A construction company (“L&M”) was hired to manage a school building project.  A student sued L&M, alleging sexual abuse by a project supervisor. L&M’s insurers defended the negligent hiring and supervision claims under a reservation of rights and sought a declaration of no coverage.  A California federal district court granted the insurers’ summary judgment motion, finding that the alleged injury was not caused by an “occurrence” because the injury-causing event was intentional molestation.  The district court reasoned that L&M’s alleged negligent hiring and supervision were “too attenuated” from the injury to establish causation.  L&M appealed, and the Ninth Circuit sought the California Supreme Court’s guidance.

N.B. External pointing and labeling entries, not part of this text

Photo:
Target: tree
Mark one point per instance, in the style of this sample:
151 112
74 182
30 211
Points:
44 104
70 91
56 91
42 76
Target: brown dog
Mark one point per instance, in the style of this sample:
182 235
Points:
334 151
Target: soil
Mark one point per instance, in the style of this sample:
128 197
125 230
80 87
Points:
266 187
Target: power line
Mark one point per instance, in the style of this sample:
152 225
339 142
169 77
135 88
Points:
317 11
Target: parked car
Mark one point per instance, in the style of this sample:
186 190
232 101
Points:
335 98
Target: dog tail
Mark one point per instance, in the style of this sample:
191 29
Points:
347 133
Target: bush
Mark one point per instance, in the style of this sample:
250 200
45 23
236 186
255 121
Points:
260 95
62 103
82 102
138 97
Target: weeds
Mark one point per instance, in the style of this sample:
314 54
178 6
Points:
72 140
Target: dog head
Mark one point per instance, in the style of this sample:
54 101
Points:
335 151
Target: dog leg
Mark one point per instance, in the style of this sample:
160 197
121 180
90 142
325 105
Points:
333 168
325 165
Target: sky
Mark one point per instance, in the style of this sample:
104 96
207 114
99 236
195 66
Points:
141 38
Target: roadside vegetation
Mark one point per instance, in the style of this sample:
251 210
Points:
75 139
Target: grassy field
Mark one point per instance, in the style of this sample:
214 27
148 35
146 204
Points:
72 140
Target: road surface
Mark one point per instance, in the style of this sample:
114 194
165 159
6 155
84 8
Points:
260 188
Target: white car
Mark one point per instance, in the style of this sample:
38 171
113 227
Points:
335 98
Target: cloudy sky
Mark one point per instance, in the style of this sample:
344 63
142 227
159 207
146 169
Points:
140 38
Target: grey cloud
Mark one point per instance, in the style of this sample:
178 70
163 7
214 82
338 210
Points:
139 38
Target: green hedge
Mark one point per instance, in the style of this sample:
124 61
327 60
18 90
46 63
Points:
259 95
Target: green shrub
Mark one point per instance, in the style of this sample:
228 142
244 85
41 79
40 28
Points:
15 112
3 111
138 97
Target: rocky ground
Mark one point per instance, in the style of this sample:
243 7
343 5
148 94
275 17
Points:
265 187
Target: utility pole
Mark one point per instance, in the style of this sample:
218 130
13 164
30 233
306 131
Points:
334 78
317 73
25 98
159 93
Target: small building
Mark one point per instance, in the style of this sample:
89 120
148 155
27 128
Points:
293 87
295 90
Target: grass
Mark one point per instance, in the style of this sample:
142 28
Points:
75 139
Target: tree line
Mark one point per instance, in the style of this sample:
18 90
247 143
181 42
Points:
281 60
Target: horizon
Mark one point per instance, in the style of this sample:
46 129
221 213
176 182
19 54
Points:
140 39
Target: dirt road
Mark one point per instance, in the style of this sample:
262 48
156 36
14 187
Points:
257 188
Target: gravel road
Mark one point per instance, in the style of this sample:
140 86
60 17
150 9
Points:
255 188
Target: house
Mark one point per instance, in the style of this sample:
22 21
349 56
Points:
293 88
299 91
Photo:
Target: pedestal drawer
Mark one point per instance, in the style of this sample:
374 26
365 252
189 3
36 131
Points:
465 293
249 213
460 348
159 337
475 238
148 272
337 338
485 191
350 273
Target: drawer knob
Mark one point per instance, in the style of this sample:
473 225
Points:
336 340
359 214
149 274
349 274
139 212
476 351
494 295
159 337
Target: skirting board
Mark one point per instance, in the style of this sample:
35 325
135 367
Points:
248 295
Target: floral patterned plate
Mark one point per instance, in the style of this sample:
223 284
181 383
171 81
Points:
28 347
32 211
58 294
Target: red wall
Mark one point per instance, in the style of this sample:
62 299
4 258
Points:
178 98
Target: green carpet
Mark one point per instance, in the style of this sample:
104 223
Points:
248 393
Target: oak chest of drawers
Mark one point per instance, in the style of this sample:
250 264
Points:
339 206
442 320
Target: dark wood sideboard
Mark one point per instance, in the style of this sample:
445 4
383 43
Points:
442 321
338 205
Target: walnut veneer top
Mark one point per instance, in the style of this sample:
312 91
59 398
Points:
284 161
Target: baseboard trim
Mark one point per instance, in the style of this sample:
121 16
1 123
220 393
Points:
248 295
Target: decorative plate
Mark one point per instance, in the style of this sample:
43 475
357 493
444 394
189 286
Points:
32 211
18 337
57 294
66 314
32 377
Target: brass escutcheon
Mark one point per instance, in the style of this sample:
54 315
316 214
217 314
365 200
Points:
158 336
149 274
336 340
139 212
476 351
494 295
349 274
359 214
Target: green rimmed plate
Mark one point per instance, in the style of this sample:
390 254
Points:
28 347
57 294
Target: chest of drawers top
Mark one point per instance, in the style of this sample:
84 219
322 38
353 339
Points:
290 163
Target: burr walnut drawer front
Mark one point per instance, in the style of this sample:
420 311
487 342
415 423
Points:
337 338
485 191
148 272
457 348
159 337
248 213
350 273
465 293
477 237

The California Supreme Court ruled that the insurers were obligated to defend the suit because a potential for coverage exists, notwithstanding the employee’s alleged intentional acts.  The court rejected the district court’s causation analysis, holding that under California law, causation is established so long as the defendant’s conduct is a “substantial factor” in causing injury.  Applying this framework, the California Supreme Court reasoned that “a finder of fact could conclude that the causal connection between L&M’s alleged negligence and the injury inflicted . . . was close enough to justify the imposition of liability on L&M.”  Additionally, the court noted that in deciding whether underlying claims allege an accident under an insurance policy, the relevant viewpoint is that of the insured; thus, the supervisor’s intentional conduct may be deemed an unexpected consequence of L&M’s independent act of negligent hiring.

As discussed in last month’s Alert, the Wisconsin Supreme Court recently ruled that a liability policy does not cover negligent supervision claims that are based solely on an employee’s intentional conduct.